At the same time, we will also issue a compliance policy that, with the exception of outliers potentially harming public health in a significant way right now, will give current product developers a very reasonable period of time to interact with the FDA in order to determine if they need to submit an application for marketing authorization and to come into the agency and work on a path toward approval.
And we will also be developing a novel approach to FDA approval that we believe will allow very small product developers to gain all the benefits of FDA approval through a process that is minimally burdensome and less costly. We’re mindful of the significant promise offered by regenerative medicine, the cost of innovation in this industry, the small companies engaging in these enterprises, and the difficulty of doing FDA registration trials in this field. Our framework will take measure of all of these challenges.
In addition, the FDA will continue to work closely with industry to find other ways to aid in the effort to bring novel therapies to patients as quickly, and as safely, as possible. One of these will include our continued commitment to fully implement the Regenerative Medicine Advanced Therapy (RMAT) designation.
This pathway enables regenerative cell therapies to access the FDA’s existing expedited programs to help foster the development and approval of these novel products. Among other things, we plan to include certain gene therapy products that permanently alter tissue and produce a sustained therapeutic benefit as part of the products that will meet the definition of being eligible to come under the pathway enabled by RMAT.
This is part of our broader commitment to pursue efforts that will advance innovation in this space. We encourage sponsors who are seeking FDA approval of their product to consider this pathway.
Ultimately, the agency’s goal is to make sure that the potential of regenerative medicine can continue to advance to benefit the patients who need new and innovative options for their medical problems. These technologies hold out the potential to significantly alter the course of a broad range of diseases.
We are committed to taking steps to make sure these opportunities advance as quickly as possible.
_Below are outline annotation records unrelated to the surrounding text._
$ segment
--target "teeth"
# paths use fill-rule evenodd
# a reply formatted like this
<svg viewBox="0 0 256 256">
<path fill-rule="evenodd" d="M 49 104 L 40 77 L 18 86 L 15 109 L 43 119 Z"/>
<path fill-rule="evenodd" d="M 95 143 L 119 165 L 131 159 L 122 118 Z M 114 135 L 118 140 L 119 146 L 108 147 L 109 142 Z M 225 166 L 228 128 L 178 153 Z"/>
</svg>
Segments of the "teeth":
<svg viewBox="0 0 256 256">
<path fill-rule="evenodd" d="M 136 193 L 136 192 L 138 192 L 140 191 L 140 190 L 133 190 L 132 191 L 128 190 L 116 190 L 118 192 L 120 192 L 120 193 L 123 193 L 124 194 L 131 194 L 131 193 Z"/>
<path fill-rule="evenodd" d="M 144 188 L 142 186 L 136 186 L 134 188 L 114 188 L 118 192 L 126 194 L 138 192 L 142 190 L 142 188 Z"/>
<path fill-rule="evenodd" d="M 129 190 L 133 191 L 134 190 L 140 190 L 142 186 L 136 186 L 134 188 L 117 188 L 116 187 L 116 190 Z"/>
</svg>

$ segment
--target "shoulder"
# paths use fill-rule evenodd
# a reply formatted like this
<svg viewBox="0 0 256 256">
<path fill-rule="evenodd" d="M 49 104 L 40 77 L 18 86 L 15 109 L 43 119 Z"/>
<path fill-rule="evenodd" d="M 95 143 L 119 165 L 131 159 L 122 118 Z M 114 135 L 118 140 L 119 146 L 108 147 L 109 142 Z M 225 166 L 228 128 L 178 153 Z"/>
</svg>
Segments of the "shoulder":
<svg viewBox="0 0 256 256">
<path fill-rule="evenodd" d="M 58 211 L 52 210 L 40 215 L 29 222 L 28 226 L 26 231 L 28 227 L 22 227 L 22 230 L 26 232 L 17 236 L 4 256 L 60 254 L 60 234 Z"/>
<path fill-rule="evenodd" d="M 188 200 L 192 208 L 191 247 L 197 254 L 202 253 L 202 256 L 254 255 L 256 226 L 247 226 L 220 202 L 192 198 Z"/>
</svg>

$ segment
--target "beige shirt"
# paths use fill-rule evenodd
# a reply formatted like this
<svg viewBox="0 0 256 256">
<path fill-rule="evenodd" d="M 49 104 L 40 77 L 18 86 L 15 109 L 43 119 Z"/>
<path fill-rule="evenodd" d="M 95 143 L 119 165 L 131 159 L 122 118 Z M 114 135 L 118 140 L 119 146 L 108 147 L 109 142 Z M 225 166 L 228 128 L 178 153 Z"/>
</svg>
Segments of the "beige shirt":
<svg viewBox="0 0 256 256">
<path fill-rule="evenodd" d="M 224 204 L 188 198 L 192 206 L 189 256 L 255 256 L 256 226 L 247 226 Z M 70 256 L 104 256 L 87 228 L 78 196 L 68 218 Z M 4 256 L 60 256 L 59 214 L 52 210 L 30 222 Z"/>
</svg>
To do so, we must put in place the framework to separate the promising treatments from those products that pose significant risks or offer patients little to no chance of benefit.
We will also continue to take steps to keep those who would exploit this promising area from harming patients and abusing the public’s trust. We can’t let a small number of unscrupulous actors poison the well for the good science that holds the promise of changing the contours of human illness and altering the trajectory of medicine and science.
The FDA, an agency within the U.S. Department of Health and Human Services, protects the public health by assuring the safety, effectiveness, and security of human and veterinary drugs, vaccines and other biological products for human use, and medical devices. The agency also is responsible for the safety and security of our nation’s food supply, cosmetics, dietary supplements, products that give off electronic radiation, and for regulating tobacco products.